I stood for a moment on the platform. The train had steamed away down the hill to Portsmouth, and I was the last passenger to leave. Over the downs the sun was going down; from where I stood I could trace the hogged line of the hills from Butser to South Harting. Beyond that lay my own country and . . . I didn't know what.

I turned to the Siddeley. "We'd better get along back there then," I said. "And pretty quick."

He made that car move faster than she'd ever gone before along the road to Under, and he got there long before I had time to make my plans. The car swung round the gatepost on two wheels and came to rest in the yard. "I'll see Sanders first," I said to Kitter. "If he's awake."
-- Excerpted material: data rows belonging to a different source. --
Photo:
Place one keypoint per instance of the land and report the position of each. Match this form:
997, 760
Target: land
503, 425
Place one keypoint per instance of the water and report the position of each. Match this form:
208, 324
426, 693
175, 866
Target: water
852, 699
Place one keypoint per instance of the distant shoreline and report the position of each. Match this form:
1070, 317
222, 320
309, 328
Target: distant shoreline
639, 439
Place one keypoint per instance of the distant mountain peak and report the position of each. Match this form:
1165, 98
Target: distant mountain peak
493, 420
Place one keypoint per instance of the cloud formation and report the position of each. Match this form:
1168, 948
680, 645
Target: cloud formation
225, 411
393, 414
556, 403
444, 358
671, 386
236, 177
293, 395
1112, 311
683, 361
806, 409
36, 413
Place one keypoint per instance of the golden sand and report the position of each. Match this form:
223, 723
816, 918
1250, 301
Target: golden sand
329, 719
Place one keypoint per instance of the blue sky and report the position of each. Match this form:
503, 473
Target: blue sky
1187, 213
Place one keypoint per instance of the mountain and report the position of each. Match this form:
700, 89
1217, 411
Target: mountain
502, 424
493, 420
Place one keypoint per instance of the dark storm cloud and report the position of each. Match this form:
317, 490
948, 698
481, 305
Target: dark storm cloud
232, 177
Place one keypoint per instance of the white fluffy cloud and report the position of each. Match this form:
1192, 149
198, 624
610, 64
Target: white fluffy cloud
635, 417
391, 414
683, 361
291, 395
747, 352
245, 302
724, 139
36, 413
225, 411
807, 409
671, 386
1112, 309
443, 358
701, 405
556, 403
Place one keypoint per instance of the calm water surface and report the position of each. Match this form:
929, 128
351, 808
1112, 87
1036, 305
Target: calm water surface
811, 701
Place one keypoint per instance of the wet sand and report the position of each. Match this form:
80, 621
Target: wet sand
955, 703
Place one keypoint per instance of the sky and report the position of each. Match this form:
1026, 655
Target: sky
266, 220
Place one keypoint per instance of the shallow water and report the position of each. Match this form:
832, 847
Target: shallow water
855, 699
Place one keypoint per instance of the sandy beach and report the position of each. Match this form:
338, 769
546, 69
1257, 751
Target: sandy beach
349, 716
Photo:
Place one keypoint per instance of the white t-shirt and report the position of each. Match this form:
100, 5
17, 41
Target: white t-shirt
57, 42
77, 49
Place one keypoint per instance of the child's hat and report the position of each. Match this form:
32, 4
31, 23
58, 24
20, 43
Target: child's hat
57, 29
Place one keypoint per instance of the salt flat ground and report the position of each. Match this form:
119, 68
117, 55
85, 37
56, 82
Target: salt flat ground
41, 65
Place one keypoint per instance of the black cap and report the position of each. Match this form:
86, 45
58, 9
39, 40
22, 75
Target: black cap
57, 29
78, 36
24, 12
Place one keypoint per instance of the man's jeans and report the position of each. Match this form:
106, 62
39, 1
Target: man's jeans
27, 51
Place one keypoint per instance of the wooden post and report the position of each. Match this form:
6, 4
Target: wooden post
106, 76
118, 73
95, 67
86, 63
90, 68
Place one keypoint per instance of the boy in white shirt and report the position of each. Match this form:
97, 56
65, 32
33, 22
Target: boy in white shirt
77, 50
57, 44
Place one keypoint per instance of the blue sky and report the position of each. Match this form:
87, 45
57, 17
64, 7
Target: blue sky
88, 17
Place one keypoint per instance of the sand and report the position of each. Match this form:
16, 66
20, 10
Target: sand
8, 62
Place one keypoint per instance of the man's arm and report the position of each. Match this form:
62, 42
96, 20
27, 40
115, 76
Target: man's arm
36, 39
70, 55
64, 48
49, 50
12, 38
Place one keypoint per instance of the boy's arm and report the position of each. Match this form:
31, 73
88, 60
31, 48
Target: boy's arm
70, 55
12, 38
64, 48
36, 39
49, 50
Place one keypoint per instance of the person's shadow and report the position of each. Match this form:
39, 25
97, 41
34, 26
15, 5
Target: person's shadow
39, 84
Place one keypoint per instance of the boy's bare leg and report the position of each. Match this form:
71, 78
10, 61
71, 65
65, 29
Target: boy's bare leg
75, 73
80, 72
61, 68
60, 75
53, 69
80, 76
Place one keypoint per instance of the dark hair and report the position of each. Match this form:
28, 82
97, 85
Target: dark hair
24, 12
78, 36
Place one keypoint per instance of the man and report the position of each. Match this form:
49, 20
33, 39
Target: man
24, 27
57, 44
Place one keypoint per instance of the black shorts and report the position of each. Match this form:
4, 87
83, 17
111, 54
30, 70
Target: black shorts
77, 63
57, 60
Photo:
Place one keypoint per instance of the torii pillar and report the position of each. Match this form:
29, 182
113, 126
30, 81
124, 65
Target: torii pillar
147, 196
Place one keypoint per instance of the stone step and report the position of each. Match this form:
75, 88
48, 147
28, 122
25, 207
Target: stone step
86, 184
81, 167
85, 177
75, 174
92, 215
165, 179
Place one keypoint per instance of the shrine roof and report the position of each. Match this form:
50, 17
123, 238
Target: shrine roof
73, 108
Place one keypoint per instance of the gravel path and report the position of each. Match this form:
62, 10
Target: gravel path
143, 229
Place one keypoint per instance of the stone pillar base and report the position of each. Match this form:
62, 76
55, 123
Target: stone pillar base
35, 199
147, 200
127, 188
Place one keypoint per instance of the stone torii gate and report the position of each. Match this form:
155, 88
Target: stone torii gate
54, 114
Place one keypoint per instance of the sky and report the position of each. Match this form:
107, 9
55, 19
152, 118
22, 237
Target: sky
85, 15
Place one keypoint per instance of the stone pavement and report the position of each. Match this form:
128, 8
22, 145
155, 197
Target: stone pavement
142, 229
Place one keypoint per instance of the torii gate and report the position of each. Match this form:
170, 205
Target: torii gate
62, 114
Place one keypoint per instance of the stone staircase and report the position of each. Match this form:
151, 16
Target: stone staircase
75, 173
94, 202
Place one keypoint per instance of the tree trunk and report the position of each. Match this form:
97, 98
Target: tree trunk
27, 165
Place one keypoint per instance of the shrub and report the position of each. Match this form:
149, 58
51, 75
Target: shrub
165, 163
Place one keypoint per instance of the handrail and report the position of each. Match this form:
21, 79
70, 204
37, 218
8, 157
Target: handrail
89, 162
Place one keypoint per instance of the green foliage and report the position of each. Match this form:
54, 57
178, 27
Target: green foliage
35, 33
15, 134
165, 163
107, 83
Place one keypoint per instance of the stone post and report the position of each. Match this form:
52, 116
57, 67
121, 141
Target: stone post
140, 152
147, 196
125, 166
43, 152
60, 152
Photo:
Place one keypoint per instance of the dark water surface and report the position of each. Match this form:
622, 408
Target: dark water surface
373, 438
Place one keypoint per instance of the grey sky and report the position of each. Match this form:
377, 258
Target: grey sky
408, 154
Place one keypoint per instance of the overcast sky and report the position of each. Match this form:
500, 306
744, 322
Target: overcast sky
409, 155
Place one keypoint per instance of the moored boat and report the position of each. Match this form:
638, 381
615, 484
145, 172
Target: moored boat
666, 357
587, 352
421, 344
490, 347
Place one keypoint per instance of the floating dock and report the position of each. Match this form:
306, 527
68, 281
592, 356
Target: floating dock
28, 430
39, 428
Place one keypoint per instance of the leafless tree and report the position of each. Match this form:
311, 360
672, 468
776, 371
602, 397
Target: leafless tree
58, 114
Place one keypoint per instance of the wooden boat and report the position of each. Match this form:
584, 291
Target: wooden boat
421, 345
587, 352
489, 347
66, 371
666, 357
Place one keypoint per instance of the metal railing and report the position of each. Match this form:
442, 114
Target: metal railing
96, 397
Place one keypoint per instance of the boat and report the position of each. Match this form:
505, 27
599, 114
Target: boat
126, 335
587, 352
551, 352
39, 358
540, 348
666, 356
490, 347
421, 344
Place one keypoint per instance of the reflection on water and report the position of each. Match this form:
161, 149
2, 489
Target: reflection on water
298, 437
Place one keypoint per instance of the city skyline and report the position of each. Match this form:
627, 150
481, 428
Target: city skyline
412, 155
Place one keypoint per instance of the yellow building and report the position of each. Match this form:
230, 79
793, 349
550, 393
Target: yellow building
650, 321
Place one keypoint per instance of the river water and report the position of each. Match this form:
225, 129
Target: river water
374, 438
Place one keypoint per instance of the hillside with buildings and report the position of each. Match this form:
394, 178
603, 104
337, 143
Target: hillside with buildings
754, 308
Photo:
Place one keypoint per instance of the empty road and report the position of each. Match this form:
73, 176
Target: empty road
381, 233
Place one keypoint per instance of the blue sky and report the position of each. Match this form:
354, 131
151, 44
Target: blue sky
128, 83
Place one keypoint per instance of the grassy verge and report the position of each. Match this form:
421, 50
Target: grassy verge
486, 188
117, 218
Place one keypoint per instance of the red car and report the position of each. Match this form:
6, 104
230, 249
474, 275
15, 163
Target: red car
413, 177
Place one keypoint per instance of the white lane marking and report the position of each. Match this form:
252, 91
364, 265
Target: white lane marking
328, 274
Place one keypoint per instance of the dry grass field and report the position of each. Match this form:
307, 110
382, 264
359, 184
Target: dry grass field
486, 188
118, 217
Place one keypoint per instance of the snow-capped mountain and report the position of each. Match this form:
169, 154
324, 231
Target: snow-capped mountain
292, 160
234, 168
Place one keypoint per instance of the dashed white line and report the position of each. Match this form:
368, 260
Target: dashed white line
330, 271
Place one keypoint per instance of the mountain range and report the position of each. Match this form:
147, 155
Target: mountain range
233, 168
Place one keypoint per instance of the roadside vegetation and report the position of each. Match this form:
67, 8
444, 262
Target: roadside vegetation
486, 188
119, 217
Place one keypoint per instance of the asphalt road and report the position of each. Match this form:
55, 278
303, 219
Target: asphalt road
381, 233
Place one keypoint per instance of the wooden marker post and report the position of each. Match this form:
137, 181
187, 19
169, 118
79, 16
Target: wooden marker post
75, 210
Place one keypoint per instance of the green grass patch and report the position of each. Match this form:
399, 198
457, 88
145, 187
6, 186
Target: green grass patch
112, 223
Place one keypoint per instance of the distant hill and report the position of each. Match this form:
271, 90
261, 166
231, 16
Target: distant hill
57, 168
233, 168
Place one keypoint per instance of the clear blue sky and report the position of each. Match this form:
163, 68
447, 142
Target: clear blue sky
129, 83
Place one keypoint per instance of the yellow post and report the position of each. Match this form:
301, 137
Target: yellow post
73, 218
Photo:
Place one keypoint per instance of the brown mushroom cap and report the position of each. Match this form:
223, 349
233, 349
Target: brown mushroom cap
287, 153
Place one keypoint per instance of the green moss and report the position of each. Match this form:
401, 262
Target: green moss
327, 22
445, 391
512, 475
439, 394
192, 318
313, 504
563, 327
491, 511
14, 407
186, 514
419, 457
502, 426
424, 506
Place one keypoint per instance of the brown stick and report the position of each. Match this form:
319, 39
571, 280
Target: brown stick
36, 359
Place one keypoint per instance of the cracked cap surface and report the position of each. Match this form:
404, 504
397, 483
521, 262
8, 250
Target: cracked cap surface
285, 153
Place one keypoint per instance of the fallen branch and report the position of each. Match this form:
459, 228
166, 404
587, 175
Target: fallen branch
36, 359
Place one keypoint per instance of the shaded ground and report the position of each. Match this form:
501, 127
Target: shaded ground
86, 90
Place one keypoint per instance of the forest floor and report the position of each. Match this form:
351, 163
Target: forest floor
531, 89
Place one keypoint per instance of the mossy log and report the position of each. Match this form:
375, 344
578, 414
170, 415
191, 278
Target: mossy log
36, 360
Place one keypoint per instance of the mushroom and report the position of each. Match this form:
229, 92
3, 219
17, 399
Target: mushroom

I went into the house by the back. A maid that I met in the passage told me that Mrs. Richards, the housekeeper, was sitting with Mr. Sanders in his room. She had heard that Mr. Sanders was getting on nicely, and had had a little sleep during the afternoon. It was a terrible thing, she said, and she hoped I wouldn't find anything taken, papers or that, and not as if he was a young man, neither.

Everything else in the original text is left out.